10. Et Adam répondit : j'ai entendu ta voix dans cette enceinte ; et voyant que j'étais dénué de vertu, stérile, révélé dans mon obscur principe, je me suis caché.

11. Et l'Être des êtres reprit : qui t'a donc enseigné que tu étais ainsi dénué, si ce n'est l'usage de cette même substance dont je t'avais expressément recommandé de ne t'alimenter nullement ?
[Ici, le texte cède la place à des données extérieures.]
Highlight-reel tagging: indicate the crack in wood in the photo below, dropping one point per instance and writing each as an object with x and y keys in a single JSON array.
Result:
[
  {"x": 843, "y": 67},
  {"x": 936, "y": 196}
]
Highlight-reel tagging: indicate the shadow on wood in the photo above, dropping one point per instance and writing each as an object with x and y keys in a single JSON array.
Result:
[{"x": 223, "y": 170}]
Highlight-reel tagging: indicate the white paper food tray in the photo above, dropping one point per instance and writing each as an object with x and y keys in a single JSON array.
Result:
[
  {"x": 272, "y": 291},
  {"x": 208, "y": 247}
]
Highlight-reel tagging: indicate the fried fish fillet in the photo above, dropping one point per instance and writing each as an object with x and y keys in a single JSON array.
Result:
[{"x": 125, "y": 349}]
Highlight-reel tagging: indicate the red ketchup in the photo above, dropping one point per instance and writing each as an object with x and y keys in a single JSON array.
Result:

12. Et Adam répondit encore : Aîshah, la faculté volitive que tu m'as donnée pour être ma compagne, c'est elle qui m'a offert de cette substance, et je m'en suis alimenté.

13. Alors, IHÔAH, l'Être des êtres, dit à la Faculté volitive, pourquoi as-tu fait cela ? et Aîshah répondit : Nahash, cette passion insidieuse, a causé mon délire, et je me suis alimentée.

14. Et IHÔAH, l'Être des êtres, dit à Nahash, l'attract originel : puisque tu as causé ce malheur, tu seras une passion maudite au sein de l'espèce animale et parmi tout ce qui vit dans la Nature : d'après ton inclination tortueuse tu agiras bassement, et d'exhalaisons élémentaires tu alimenteras tous les moments de ton existence.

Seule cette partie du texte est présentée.